Children of all the buildings played in Jorawar Bhuvan's compound outside the John Roberts display of furnishings and saris. The baby among them, Fram Ghaswala from Edena, was allowed extra turns at cricket and fielded sweets packets Shireen Vakil's grandmother indulgently tossed from her Kala Niketan window. Older kids lowered him into a gutter to keep properly out of sight at Hide and Seek - "We never realised those were gutters, they were that clean!" Fram says.

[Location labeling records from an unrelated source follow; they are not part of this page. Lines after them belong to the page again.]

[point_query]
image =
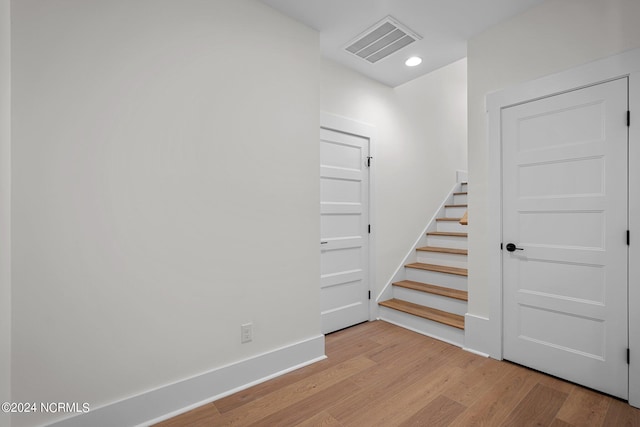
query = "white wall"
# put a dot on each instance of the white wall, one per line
(165, 190)
(554, 36)
(5, 211)
(421, 142)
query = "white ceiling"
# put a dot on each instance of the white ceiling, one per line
(445, 26)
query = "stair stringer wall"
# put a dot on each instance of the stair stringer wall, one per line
(400, 273)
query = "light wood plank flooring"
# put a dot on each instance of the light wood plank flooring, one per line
(378, 374)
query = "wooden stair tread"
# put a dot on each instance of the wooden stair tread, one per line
(443, 250)
(438, 268)
(433, 289)
(439, 316)
(446, 233)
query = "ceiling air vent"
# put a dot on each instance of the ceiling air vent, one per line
(381, 40)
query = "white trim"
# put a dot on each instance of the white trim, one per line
(344, 124)
(634, 248)
(476, 338)
(621, 65)
(399, 274)
(5, 207)
(170, 400)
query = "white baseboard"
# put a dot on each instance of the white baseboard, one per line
(173, 399)
(479, 336)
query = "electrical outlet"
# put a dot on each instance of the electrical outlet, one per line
(246, 333)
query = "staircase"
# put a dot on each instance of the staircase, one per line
(432, 299)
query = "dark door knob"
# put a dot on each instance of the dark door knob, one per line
(512, 247)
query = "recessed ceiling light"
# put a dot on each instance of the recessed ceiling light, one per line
(413, 61)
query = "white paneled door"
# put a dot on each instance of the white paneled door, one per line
(565, 257)
(344, 218)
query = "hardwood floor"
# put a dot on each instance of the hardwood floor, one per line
(378, 374)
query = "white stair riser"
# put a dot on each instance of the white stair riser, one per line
(451, 226)
(459, 199)
(447, 242)
(439, 302)
(436, 330)
(439, 279)
(439, 258)
(454, 212)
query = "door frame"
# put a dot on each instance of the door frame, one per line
(627, 64)
(338, 123)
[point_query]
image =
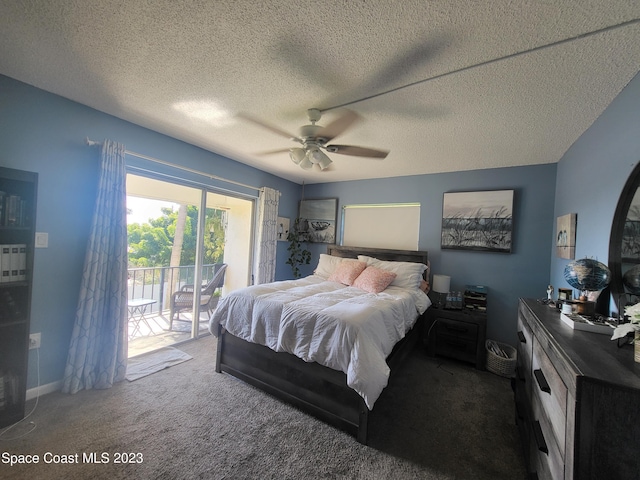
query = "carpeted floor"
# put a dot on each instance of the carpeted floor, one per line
(438, 419)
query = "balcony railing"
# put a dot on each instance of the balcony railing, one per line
(158, 283)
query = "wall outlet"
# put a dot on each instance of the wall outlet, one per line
(34, 340)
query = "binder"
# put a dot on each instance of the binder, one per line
(14, 263)
(5, 263)
(22, 262)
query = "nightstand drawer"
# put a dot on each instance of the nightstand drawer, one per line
(461, 330)
(456, 347)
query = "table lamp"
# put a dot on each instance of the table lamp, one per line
(441, 285)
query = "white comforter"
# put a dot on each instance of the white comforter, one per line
(341, 327)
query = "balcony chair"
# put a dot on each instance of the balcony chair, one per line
(183, 299)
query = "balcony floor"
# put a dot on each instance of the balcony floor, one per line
(154, 333)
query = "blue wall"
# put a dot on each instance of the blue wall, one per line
(523, 273)
(45, 133)
(593, 172)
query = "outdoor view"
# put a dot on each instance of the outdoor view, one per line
(162, 230)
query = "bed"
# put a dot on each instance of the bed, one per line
(336, 383)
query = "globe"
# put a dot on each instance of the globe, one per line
(587, 275)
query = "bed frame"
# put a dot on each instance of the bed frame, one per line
(313, 388)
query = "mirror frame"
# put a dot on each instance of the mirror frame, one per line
(617, 226)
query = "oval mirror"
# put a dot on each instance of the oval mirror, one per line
(624, 243)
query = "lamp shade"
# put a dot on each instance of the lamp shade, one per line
(441, 283)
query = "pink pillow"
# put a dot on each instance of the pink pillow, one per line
(374, 280)
(347, 272)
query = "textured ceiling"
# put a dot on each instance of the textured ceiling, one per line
(188, 68)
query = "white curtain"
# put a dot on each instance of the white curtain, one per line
(98, 351)
(267, 240)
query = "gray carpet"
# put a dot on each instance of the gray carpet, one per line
(437, 420)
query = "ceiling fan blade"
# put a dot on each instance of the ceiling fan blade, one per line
(273, 152)
(357, 151)
(339, 125)
(276, 130)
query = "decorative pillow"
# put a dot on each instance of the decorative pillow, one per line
(327, 265)
(347, 272)
(408, 274)
(374, 280)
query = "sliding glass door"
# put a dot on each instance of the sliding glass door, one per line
(180, 236)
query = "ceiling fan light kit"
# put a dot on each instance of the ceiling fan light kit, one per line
(314, 139)
(307, 157)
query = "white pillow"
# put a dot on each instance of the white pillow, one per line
(408, 274)
(347, 272)
(327, 265)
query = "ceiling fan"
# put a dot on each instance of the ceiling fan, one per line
(314, 139)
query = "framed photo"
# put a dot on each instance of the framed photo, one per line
(566, 236)
(318, 220)
(481, 221)
(283, 229)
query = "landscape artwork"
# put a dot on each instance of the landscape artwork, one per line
(566, 236)
(318, 220)
(481, 221)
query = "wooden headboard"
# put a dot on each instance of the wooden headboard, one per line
(418, 256)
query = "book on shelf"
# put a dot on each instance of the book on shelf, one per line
(578, 322)
(13, 263)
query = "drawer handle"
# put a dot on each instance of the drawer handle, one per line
(458, 345)
(519, 414)
(542, 381)
(456, 328)
(539, 436)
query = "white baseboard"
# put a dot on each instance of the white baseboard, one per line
(44, 389)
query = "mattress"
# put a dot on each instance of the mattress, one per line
(340, 327)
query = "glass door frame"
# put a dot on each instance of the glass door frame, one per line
(204, 189)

Dilip Kumar and Meena Kumari came to the Edena home of Dr VN Sinha, producer of the 1960 caper Kohinoor. Depressed by Devdas-type routines, Dilip Kumar was advised essaying lighter leads, as in this swashbuckler saga. To authenticate its Naushad melody, Madhuban mein Radhika naache re, he learnt the sitar and played a solo on the instrument. Even
his tragedy-inclined heroine must have smiled at their movie's hit status.
Fram's ophthalmic surgeon father, Kekobad Ghaswala, chose Edena over La Citadelle because its rent cost R10 less monthly (R60 to Citadelle's R70). La Citadelle was constructed with material from Simplex Tiles and Art Floorings, whose showroom fronted it. "It was built by my grandfather, Dr Ardeshir Bacha," says Parizad Feerick. "Dr Bacha's Memorial Belle Vue Nursing Home was on the fourth and fifth floors of the building which had impressive entrance pillars and interiors decorated with Burma teak. My brother, Dr Aoshnar Bacha, carried on till the nursing home's closure in 2012."
Climbing by step-angled windows up La Citadelle, I reach Sarosh Nagarvala's flat, two storeys higher than city pundit Deepak Rao's ground floor home which was earlier the residence of Bombay Superintendent of Police, O A Loveday. Alongside stood Beatrice, a Baghdadi Jew establishment tailoring women's and children's clothes.
Sarosh's father JD (Jamshed Darabshaw) Nagarvala, IP, Deputy Commissioner of Police, Special Branch, Bombay, 1947-49, was assigned direct charge of investigating the Gandhi assassination. "In the days I grew up, what you did on a sports field was more important than what you did in a classroom," says Sarosh, a boxer and athlete, renowned for his prowess at hockey and Bombay Gymkhana rugby, perfecting the art of the trailing leg and late tackle.
I'm proffered a viewpoint involving three generations of local newspaper walas. Bhupendra Upadhyay explains to his son Rakesh and me: "Every Queen's Road household subscribed to an Angrezi akhbaar by the 1930s when my father Ram Kishore started delivering papers. Mumbai Samachar and Jam-e-Jamshed circulated widely. Afterwards came a good daily. It was called mid-day."